Atatürkün bu millete yapmış olduğunu idrak etmeyen, kıskanan, veya kınayan kişilere acımaktan başka elden birşey gelmez. Ancak Atatürk’ü sevgi ve takdirle ananların birkısmının onun bu millete sunmuş olduğu hediyeynin esas manâsını ve boyutunu idrak etmemeleri çok acı birşeydir. Bu kimselere “Söylev” in bir ciltte özetlenmiş, çok güzel tertiplenmiş, ve günümüzün lisanına uygun olan baskısını okumalarını hararetle tavsiye ederim.

Bugün içinde bulunduğumuz sıkıntılar onun yolunda ilerleyemediğimizden ve onun hareket tarzını ve kudretini örnek alamamızdan kaynaklanmaktadır.

Yirminci asrın başında Osmanlı İmparatorluğunun çökmek üzere olduğu bir devirde bütün aydınlarımız batıya yönelmiş bir çıkar aramakta iken Atatürk tek başına, evet tek başına, batının gücünün bilincinde olmakla beraber çözümleri onlara bel bağlamadan kendi kudretimiz ile bulabileceğimize inanmış ve bunu gerçekleştirmiştir. Atatürk hiçbirzaman batılı devletleri bir koltuk değneği olarak kullanmayı düşünmemiş, bunu redettmiş, ve kendi ayakları üzerinde durabileceğini milletimize ve bütün dünyaya göstermiştir. Bizden ne isteyecekler dememiş, biz bunu isteyeceğiz demiştir. Bize ne verecekler dememiş, biz bunu alacağız demiştir. Bize acaba ne söyleyecekler dememiş, biz bunu söyleyeceğiz demiştir.

Atatürk bu şekilde hareket ederken hiçbir konuda hayâle kapılmamış, mantık ve imkanlar çerçevesi içinde hareket etme olgunluğunu daima muhafaza etmiştir.
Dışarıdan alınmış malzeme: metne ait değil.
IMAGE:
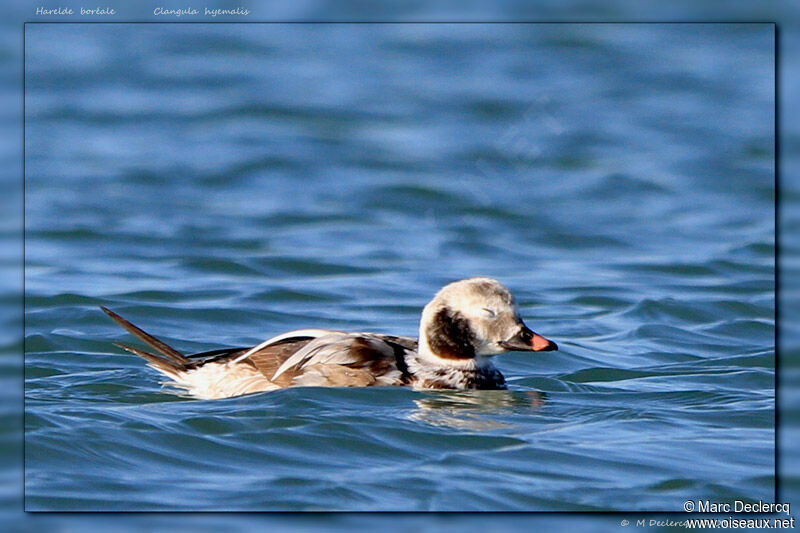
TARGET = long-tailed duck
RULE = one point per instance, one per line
(465, 324)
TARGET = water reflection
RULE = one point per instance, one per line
(476, 410)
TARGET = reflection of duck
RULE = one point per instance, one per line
(474, 410)
(465, 324)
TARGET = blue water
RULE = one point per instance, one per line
(219, 184)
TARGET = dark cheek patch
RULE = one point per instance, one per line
(449, 335)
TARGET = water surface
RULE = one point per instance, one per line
(219, 184)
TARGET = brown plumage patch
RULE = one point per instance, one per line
(268, 359)
(449, 335)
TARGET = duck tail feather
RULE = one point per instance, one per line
(160, 346)
(163, 364)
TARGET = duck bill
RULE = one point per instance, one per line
(527, 340)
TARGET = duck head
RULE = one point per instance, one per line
(473, 319)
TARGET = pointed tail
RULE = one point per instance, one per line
(171, 359)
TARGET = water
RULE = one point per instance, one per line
(221, 184)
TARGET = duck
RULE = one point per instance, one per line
(461, 329)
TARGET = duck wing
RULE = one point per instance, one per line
(349, 359)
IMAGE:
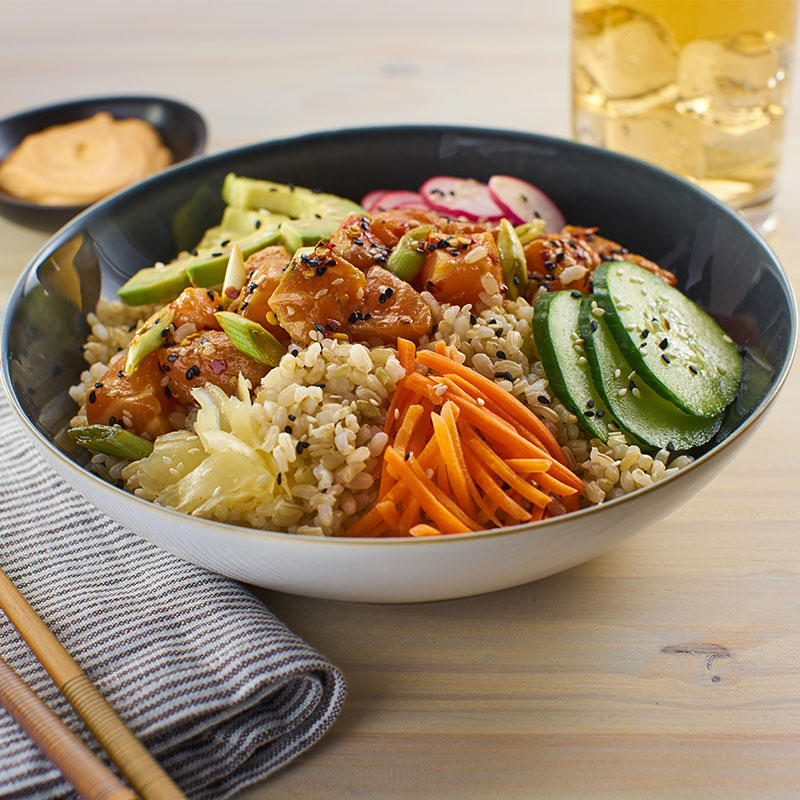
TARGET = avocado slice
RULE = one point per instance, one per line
(308, 231)
(205, 268)
(296, 201)
(151, 284)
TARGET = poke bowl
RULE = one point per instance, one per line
(475, 415)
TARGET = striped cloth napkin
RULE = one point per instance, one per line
(217, 688)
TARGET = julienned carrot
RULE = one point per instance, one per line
(494, 463)
(407, 425)
(389, 514)
(425, 493)
(514, 433)
(425, 530)
(493, 491)
(527, 466)
(451, 462)
(407, 353)
(507, 401)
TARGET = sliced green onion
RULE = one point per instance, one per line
(529, 231)
(512, 259)
(405, 260)
(235, 275)
(111, 440)
(250, 338)
(148, 338)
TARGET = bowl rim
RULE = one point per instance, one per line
(198, 122)
(68, 230)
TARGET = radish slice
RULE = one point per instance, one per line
(522, 202)
(370, 199)
(399, 199)
(459, 197)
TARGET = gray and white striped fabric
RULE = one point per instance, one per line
(217, 688)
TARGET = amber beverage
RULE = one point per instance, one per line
(698, 87)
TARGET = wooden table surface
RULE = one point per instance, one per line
(670, 667)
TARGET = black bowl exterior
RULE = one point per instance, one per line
(718, 259)
(182, 129)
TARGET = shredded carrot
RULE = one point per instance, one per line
(425, 530)
(507, 401)
(405, 431)
(425, 492)
(526, 466)
(463, 454)
(407, 352)
(389, 513)
(452, 461)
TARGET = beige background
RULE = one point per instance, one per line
(669, 667)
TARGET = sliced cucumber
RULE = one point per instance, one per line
(555, 330)
(646, 415)
(676, 348)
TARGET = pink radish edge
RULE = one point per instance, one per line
(460, 197)
(522, 202)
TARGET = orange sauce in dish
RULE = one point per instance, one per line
(80, 162)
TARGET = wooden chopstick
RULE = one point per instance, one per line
(137, 765)
(90, 777)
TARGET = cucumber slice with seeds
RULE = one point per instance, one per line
(556, 332)
(654, 421)
(675, 346)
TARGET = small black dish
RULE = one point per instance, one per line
(181, 127)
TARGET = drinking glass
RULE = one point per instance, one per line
(698, 87)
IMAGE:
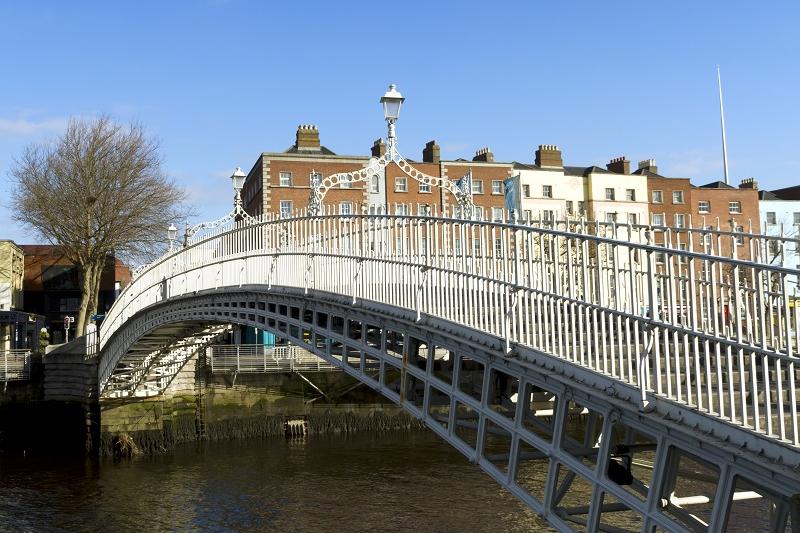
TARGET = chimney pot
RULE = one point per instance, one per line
(307, 138)
(484, 154)
(619, 165)
(430, 154)
(378, 148)
(548, 155)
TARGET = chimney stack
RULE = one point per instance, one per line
(749, 183)
(649, 165)
(485, 155)
(548, 155)
(619, 165)
(378, 148)
(307, 138)
(430, 154)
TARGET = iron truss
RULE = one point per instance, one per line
(654, 383)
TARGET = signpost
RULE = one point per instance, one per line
(67, 321)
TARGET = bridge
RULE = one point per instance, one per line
(562, 358)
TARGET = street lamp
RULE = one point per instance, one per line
(172, 233)
(392, 100)
(238, 178)
(237, 215)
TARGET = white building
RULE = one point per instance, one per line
(779, 212)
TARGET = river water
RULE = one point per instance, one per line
(362, 482)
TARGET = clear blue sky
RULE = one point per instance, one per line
(220, 81)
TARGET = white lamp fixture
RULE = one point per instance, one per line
(392, 101)
(238, 178)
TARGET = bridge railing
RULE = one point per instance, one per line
(15, 365)
(262, 359)
(714, 332)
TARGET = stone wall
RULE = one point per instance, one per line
(198, 406)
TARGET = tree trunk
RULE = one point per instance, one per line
(90, 286)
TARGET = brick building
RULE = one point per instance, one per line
(280, 182)
(676, 203)
(52, 285)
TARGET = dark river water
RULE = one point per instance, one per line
(364, 482)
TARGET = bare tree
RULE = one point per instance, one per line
(97, 190)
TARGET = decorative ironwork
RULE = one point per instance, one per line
(377, 166)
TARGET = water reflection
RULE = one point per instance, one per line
(393, 481)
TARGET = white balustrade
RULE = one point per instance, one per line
(716, 333)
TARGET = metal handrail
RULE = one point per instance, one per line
(717, 333)
(15, 365)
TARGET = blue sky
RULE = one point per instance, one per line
(220, 81)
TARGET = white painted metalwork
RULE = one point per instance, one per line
(392, 100)
(262, 359)
(15, 365)
(693, 348)
(715, 333)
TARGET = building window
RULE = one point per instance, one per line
(286, 208)
(739, 238)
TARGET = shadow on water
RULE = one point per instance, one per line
(356, 482)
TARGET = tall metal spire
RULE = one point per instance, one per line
(722, 123)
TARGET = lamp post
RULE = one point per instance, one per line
(238, 178)
(237, 215)
(172, 232)
(392, 100)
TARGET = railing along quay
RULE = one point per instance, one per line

Atatürk’ün kendisine ve önderlik ettiği bu millete olan güveni, savaşmaya mecbur olduğu davalarda kabulu imkansız olan alternatifleri yok bilerek, azim, güvenç ve devamlılık ile gayeye doğru adım adım ilerleyebilmesini sağlamıştır. Atatürk hiçbirzaman bir seyyarenin peyki olmayı kabul etmemiş, daima kendisi bir seyyare olmuştur.
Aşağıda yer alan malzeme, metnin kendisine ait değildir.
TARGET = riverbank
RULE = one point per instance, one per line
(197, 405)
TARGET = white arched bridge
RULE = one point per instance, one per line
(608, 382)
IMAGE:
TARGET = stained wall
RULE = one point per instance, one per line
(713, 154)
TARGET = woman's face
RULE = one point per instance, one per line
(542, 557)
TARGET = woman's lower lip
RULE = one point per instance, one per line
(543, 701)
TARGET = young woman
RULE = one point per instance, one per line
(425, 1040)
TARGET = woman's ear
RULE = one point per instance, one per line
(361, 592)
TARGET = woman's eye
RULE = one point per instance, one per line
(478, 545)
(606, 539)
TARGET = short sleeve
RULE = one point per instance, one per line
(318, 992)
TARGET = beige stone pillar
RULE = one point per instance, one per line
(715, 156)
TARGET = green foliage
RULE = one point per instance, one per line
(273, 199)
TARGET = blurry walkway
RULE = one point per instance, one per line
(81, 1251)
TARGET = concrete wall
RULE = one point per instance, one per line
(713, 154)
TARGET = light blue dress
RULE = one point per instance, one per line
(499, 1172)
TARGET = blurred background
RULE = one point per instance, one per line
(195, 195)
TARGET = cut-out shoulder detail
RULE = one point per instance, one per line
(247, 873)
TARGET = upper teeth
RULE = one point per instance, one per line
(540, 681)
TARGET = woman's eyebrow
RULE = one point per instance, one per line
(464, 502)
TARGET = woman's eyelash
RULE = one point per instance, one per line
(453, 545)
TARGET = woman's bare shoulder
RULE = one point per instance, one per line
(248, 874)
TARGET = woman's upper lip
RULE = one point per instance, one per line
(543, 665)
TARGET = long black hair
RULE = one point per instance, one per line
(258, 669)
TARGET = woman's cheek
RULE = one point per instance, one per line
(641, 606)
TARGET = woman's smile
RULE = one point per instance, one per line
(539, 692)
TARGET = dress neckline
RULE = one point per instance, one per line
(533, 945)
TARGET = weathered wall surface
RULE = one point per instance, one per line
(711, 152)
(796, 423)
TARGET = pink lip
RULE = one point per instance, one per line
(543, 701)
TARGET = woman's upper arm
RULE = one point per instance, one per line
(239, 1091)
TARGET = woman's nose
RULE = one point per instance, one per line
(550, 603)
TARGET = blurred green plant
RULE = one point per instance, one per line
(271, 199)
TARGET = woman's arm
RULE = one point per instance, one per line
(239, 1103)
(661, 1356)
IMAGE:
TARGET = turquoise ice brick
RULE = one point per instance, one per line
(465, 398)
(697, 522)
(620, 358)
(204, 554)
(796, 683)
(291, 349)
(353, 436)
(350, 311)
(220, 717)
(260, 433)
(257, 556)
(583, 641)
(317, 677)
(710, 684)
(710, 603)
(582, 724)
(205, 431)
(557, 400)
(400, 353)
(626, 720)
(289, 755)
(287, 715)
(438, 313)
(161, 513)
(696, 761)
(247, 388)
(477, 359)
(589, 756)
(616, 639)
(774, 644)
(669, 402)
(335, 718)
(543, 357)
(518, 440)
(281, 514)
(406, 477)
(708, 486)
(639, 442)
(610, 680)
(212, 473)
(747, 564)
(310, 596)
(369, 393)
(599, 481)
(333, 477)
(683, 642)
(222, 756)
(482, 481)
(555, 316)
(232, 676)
İnsanlar insanların, milletler milletlerin ve devletler devletlerin doğal olarak bilgisi, istikrarı ve güvenci olanlarına saygı gösterirler. Bilgisiz, karasız ve güvençsiz olanına da aşağı bakarlar ve ne yapması icap ettiğini dikte ederler.
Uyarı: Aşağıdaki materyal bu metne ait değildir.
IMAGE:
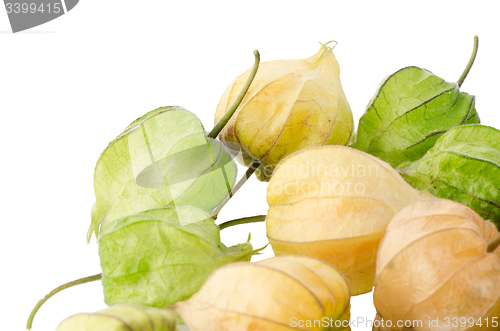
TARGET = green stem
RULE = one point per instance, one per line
(223, 121)
(57, 290)
(248, 174)
(471, 62)
(494, 245)
(245, 220)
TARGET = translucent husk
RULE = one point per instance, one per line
(291, 105)
(269, 295)
(433, 264)
(334, 203)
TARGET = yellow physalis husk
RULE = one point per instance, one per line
(433, 266)
(334, 203)
(291, 105)
(122, 317)
(278, 294)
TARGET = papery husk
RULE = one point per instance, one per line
(291, 105)
(267, 295)
(122, 317)
(433, 264)
(313, 213)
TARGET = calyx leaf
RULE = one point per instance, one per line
(433, 264)
(162, 159)
(411, 109)
(464, 166)
(158, 257)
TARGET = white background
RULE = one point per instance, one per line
(68, 87)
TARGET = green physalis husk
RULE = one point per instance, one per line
(122, 317)
(158, 257)
(162, 159)
(464, 166)
(411, 109)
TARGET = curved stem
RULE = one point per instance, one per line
(57, 290)
(244, 220)
(471, 62)
(248, 174)
(494, 245)
(223, 121)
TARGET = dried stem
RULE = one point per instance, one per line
(245, 220)
(471, 62)
(57, 290)
(223, 121)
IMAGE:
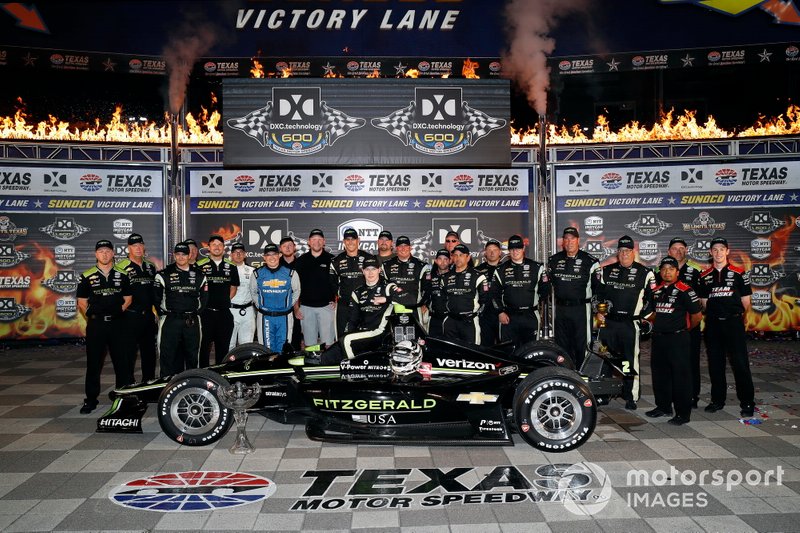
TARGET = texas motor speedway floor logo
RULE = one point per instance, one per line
(296, 122)
(438, 122)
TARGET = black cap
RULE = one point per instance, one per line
(371, 261)
(625, 242)
(670, 261)
(515, 242)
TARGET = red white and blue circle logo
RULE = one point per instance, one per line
(244, 183)
(354, 183)
(192, 491)
(91, 182)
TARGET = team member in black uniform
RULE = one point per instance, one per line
(725, 293)
(438, 306)
(140, 323)
(489, 316)
(689, 275)
(677, 311)
(370, 307)
(223, 278)
(181, 295)
(465, 291)
(346, 275)
(411, 275)
(627, 286)
(572, 273)
(104, 293)
(516, 287)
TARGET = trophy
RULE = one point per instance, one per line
(239, 397)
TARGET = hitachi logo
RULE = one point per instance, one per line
(461, 363)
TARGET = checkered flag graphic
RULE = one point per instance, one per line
(479, 124)
(338, 124)
(254, 124)
(397, 123)
(420, 246)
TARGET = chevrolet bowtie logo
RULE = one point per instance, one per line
(477, 398)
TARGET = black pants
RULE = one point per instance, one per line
(217, 329)
(142, 329)
(178, 343)
(522, 327)
(670, 363)
(622, 338)
(104, 335)
(727, 338)
(460, 329)
(572, 331)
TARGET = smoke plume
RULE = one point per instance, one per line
(528, 23)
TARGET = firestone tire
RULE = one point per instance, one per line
(189, 410)
(554, 410)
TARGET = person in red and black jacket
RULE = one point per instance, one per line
(677, 312)
(724, 291)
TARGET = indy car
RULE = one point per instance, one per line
(415, 389)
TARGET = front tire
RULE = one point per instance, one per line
(554, 410)
(189, 410)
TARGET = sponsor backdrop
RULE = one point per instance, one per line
(397, 122)
(50, 219)
(753, 204)
(421, 204)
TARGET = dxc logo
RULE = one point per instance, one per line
(299, 104)
(55, 179)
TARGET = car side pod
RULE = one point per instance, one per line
(124, 416)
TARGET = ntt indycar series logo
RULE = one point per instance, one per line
(438, 122)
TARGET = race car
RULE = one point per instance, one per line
(415, 390)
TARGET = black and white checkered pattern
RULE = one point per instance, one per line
(254, 124)
(338, 124)
(397, 123)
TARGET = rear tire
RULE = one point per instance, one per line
(189, 410)
(554, 410)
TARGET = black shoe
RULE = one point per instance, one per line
(88, 407)
(678, 420)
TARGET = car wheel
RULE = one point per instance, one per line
(189, 409)
(554, 410)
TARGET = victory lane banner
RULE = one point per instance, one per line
(341, 122)
(51, 219)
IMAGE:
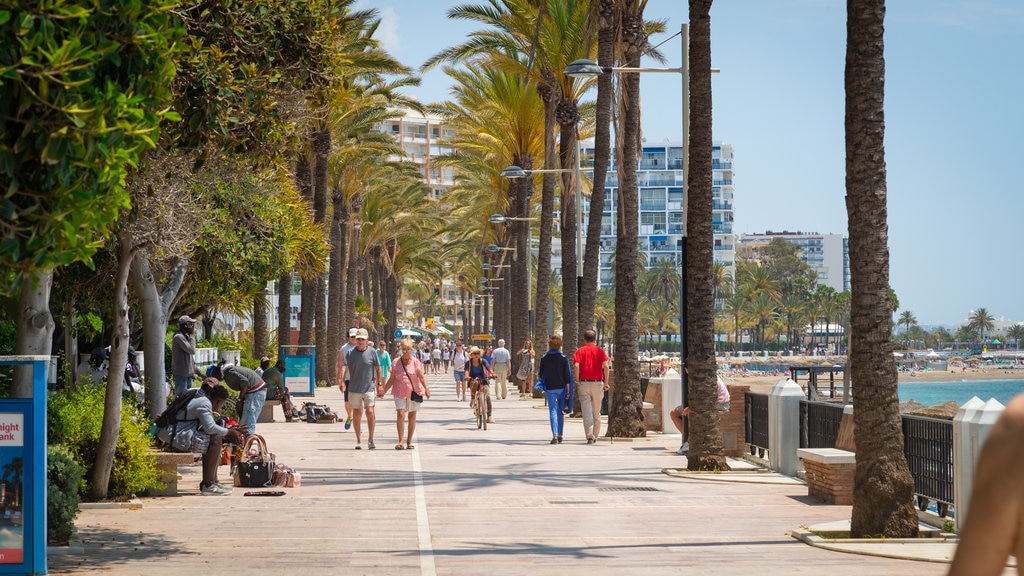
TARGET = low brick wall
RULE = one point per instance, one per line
(829, 474)
(733, 422)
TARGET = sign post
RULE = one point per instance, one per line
(23, 457)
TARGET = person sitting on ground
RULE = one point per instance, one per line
(251, 388)
(198, 432)
(991, 531)
(681, 412)
(275, 388)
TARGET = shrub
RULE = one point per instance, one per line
(76, 417)
(64, 476)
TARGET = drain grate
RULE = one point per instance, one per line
(628, 489)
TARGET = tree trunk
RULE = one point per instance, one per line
(602, 154)
(567, 118)
(543, 295)
(285, 313)
(625, 412)
(115, 374)
(883, 493)
(354, 261)
(707, 452)
(259, 325)
(156, 305)
(307, 306)
(35, 327)
(337, 327)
Atalete uğramış bir Osmanlı İmparatorluğunun batının ilerlemesinden çok yıllar geri kalmış olduğu bir gerçektir. Bu ortam içerisinde yetişmiş olan aydınlarımızın da batıya doğru bakmaları olumlu bir gerçek olmuştur. Ancak Atatürk devriminden sonra bizde bir aşağılık duygusu halinde yerleşmiş olan bu gerçekten kurtulmak ve kendi değerlerimize bakmak zamanı çoktan gelmiştir. Elimizdeki imkanları değerlendirerek gidişatımızı ve istikbalimizi kendimiz tayin etmek olgunluğu ve bilincine de erişmek zamanı gelmiştir. Bunu yapmamız başkalarının bize saygı göstermesini ve değer vermesini sağlayacak yegane yolumuzdur. Alternatifimiz de yoktur.

En kötü şartlar altında, memleketin dörtte üçü düşman tarafından işgal altında iken, Sayın Kazım Karabekir dağil bütün etrafındakiler, endişe, korku, ve eskiye beğlılık boyunduruğu altında başka bir devlete bağlanarak bir çıkar yola razı iken, Atatürk bu yolların  egemenliğe erişmek için bir alternatif olamayacağını söylemiş, göstermiş ve haklı olduğunu da isbatlamayı başarmıştır.

Bugün yetmiş milyon nufusa yaklaşmış olan Türkiye, Avrupanin ve yakın şarkın en büyük devleti olarak, hâlâ en kritik bir coğrafik mevkide doğu ile batı arasında, gerek kültür farkları gerek güç olarak bir köprü durumunudadır. Zaman zaman unutulsada kaçınılmaz önemimiz her fırsatta ortaya çıkmaktadır.

Atatürk istiklal savaşını bu memleketin içerisinden topladığı silah, vasıta, gıda ve benzeri şeyleri kullanarak hiç sayılabilecek boyuttaki kaynaklarımızla kazanmıştır. Bugün bizim kendi ihtiyaçlarımızı kendimiz temin edemememiz utanç verici bir durumdur. Hâlâ bir ambargo korkusuyla tir tir titremekteyiz. Kendi ayaklarımızın üstünde durabilmek için ilk yapılacak şey en süratli şekilde milletçe her fedakarlığı yaparak bunun için gerekli olan senayiyi geliştirmektir.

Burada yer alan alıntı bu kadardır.